De grenzen tussen met name de tweede en de derde pijler, in het bijzonder tussen pensioen en lijfrente, vervagen nu veel pensioenuitvoerders aan hun deelnemers de mogelijkheid geven om uit eigen middelen aanvullingen te doen op de pensioenregeling.

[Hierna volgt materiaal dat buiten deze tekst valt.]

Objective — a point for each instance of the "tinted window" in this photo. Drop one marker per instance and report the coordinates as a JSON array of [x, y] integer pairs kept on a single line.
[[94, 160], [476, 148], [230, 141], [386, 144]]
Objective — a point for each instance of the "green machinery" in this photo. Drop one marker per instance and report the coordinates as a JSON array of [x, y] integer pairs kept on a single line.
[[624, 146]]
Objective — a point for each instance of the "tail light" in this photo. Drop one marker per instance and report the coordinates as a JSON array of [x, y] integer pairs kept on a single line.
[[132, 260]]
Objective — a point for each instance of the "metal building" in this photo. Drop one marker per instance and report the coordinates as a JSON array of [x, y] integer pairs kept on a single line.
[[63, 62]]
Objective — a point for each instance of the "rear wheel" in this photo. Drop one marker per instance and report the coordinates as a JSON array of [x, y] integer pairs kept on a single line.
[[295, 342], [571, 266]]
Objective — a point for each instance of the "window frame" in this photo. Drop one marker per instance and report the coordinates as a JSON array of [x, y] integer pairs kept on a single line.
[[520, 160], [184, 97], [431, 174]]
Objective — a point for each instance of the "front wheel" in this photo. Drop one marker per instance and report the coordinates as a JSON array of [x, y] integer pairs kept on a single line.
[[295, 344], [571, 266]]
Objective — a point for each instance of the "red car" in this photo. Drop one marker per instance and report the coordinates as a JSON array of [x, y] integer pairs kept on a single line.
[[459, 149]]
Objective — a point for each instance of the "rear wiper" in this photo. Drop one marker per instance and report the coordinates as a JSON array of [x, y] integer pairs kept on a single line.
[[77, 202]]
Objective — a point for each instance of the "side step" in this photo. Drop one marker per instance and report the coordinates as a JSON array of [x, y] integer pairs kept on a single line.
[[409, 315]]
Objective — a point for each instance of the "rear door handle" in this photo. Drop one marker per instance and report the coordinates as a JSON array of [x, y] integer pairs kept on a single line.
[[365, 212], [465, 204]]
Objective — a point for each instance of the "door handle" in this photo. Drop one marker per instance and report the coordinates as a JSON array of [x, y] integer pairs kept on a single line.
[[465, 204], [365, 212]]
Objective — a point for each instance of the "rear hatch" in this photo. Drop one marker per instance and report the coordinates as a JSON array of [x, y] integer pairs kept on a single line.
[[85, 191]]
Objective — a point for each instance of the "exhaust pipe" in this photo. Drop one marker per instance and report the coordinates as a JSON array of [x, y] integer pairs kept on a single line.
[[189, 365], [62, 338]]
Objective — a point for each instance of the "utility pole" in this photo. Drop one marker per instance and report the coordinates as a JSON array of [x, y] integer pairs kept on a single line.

De lijfrente is door zijn aard bij uitstek het middel om de levensstandaard te beveiligen. Vanwege de periodiciteit en de afhankelijkheid van het leven kan de lijfrente inkomsten uit arbeid vervangen.”
4.11
Daris heeft voorgesteld om de berekening van de inkomensafhankelijke bijdrage te vereenvoudigen:12
“Mijn voorstel bestaat uit een vijftal onderdelen:
1. het bijdrage-inkomen als bedoeld in art. 43, eerste lid, Zvw wordt gelijkgesteld aan het verzamelinkomen als bedoeld in art. 2.18 Wet IB 2001, vermeerderd met het (negatieve) belastbaar inkomen uit de eigen woning;
2. art. 46 Zvw komt te vervallen, zodat werkgevers niet langer de iab hoeven te vergoeden;
3. vanwege het ontbreken van een vergoeding van de iab is geen sprake meer van belastbaar loon, maar ook geen aftrekbare loonkosten in de winstsfeer;
4. het schrappen van het maximumbijdrage-inkomen als bedoeld in art. 5.1 Regeling Zorgverzekeringswet;
5. als gevolg van stap 1-4 kan het bijdragepercentage van de iab aanzienlijk omlaag, waarbij mogelijk het onderscheid tussen het hoge en lage percentage kan komen te vervallen.”